Aquel recuerdo conecta con otro de sus veranos más potentes en la zona, cuando encadenaron varias líneas de enorme prestigio y dieron forma a un proyecto que sigue ocupando un lugar importante en su trayectoria alpina.
“Aquel verano además de la citada escalada, logramos también ‘Zahir’ 8b+/300 m y ‘Solo Per Vechi Guerrieri’ 8c/150 m, completando un ambicioso proyecto que llamamos ‘The Hardest of the Alps’. Pero también escalamos en la modalidad de a vista vías tan famosas y con tanto prestigio como ‘The Fish’ 7b+/900 m a la imponente cara sur de la Marmolada, donde tuvimos que dormir al raso con lo puesto y temperaturas por debajo de cero, al no ser capaces de encontrar el refugio en la arista somital, o ‘Hasse-Brandler’ 7a+/550 m en la sombría cara norte de la Cime Centrale de Lavaredo.”
El hielo como preparación para lo que viene
Más allá del listado de rutas, la campaña tiene una lectura más amplia. Para los hermanos Pou, el hielo no es una especialidad aislada, sino una herramienta decisiva de preparación para futuras expediciones en grandes cordilleras, donde la roca, el hielo y el terreno mixto aparecen enlazados en una misma pared. Por eso insisten en el valor de esta disciplina como escuela de alta montaña. “Dominar la escalada en hielo es de vital importancia para las grandes montañas en las que te vas a encontrar un poco de este, un poco de roca, y también, terreno mixto”.
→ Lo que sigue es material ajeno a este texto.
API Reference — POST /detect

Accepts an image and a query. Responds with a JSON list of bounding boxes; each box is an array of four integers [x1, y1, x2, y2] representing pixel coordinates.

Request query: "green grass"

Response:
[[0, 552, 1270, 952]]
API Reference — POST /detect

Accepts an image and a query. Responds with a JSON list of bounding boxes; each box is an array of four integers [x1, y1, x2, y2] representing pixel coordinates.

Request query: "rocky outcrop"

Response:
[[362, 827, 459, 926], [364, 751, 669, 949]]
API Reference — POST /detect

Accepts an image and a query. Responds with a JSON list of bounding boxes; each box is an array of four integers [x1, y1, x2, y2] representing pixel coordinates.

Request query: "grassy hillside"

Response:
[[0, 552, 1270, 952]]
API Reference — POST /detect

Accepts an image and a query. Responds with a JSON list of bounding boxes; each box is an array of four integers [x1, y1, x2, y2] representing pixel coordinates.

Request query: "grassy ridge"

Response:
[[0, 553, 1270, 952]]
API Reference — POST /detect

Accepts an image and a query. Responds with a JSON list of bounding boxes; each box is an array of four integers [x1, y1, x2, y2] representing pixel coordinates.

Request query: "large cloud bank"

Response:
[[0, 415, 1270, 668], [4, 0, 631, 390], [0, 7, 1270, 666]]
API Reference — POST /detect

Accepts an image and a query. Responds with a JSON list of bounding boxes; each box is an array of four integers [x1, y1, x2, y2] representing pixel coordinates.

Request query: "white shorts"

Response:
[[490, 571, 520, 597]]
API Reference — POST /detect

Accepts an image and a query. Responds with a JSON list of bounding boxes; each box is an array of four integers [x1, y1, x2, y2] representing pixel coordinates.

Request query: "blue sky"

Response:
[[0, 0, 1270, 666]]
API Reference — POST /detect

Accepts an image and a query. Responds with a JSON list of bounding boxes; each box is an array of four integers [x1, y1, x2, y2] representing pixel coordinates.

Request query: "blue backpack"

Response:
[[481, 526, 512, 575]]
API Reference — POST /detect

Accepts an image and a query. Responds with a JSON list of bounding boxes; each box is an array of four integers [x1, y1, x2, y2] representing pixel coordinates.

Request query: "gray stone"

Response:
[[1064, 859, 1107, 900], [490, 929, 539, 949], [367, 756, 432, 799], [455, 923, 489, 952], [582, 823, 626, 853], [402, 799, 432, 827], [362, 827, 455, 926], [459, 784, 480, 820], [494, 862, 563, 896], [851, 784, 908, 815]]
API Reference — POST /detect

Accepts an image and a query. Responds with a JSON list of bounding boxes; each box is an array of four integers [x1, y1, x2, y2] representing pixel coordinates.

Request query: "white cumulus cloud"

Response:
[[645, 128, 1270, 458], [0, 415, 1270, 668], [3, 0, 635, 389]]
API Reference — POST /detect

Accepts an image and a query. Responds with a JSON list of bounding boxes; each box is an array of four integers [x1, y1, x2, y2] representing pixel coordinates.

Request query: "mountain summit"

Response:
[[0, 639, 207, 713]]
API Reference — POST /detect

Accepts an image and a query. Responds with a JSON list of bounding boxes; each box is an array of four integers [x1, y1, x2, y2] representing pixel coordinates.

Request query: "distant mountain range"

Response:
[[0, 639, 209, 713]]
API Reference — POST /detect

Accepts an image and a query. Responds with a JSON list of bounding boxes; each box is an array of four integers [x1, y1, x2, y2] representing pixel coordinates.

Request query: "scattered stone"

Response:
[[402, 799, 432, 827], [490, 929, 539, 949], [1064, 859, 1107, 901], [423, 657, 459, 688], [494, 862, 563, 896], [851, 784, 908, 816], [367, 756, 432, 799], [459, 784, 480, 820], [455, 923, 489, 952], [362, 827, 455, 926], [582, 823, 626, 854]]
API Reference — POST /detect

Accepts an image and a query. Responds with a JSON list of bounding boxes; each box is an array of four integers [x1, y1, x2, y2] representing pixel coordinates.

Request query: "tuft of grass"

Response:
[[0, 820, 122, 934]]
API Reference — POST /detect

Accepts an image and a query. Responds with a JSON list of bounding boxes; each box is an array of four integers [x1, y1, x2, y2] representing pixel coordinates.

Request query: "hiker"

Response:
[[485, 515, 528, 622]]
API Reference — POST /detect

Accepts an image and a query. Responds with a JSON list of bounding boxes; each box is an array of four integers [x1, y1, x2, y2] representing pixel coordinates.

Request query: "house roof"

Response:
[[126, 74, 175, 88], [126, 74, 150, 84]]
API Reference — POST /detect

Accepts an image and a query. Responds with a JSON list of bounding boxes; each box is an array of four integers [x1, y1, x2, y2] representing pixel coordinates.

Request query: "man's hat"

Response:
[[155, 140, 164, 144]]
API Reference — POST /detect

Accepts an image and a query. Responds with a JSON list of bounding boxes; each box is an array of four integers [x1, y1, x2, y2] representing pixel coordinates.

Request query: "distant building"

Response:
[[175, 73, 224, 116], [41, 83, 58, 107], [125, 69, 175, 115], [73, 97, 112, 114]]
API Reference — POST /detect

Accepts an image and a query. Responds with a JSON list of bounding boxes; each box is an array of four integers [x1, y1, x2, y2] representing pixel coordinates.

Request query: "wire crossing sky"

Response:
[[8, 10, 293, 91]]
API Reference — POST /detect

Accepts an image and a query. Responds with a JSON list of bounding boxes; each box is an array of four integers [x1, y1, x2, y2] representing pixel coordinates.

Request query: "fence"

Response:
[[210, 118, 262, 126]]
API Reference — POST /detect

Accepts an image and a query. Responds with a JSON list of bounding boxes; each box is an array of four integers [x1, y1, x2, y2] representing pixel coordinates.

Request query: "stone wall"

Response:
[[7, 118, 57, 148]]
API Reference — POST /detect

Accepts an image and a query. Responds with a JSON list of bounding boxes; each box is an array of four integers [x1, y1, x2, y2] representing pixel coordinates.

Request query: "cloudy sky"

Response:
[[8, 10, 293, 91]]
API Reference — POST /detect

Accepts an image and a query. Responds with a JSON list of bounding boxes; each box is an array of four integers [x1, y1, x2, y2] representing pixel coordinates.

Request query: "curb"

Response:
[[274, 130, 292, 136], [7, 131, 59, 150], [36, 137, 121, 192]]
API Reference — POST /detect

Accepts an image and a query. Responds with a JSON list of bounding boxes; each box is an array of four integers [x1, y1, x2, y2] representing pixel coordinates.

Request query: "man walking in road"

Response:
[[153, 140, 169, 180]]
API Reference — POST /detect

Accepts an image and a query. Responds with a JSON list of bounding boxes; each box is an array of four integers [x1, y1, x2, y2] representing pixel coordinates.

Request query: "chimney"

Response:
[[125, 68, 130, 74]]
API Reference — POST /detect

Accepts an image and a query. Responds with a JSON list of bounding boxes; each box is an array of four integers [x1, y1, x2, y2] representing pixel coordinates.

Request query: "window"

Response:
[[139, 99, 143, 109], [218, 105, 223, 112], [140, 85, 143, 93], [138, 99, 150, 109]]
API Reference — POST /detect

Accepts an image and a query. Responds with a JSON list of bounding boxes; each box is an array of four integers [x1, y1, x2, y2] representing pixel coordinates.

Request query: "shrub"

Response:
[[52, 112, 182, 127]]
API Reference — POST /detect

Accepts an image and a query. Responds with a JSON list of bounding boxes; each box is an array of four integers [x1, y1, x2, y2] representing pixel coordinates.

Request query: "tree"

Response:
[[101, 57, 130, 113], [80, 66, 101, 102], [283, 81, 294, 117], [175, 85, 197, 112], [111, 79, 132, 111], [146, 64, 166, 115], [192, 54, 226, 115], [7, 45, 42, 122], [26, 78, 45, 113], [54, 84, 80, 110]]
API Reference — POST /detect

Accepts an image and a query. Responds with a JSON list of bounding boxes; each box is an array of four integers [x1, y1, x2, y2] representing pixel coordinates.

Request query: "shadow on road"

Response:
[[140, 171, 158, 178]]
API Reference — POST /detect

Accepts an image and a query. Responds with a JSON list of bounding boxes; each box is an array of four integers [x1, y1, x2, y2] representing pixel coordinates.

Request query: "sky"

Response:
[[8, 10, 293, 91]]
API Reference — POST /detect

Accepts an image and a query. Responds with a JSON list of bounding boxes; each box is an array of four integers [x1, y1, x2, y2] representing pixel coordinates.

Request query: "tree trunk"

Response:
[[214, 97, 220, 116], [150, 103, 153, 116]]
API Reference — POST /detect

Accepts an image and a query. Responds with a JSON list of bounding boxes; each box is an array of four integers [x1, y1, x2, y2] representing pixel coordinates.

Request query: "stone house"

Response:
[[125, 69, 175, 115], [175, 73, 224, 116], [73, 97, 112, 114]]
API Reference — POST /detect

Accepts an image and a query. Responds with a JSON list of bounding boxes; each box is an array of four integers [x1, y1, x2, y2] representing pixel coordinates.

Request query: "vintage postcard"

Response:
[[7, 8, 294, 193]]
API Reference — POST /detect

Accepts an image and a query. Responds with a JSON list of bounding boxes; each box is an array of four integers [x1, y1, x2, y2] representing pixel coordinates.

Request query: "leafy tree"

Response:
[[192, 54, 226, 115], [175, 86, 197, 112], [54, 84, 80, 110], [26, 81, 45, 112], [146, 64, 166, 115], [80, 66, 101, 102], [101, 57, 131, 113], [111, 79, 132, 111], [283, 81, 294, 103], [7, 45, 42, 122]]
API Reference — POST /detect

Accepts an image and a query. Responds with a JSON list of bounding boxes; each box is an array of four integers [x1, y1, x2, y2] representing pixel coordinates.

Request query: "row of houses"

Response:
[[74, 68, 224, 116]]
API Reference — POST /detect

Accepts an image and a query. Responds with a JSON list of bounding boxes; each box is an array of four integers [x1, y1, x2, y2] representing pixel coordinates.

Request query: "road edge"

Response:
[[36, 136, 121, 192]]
La frase resume bien una forma de entender la montaña basada en la versatilidad técnica y mental. Esta vez, los Pou regresan de las Dolomitas con otra campaña de peso en su cuaderno de viaje y con la mirada ya puesta en la próxima primavera. En su caso, el invierno no ha sido un cierre de temporada, sino otra manera de preparar lo que todavía está por venir.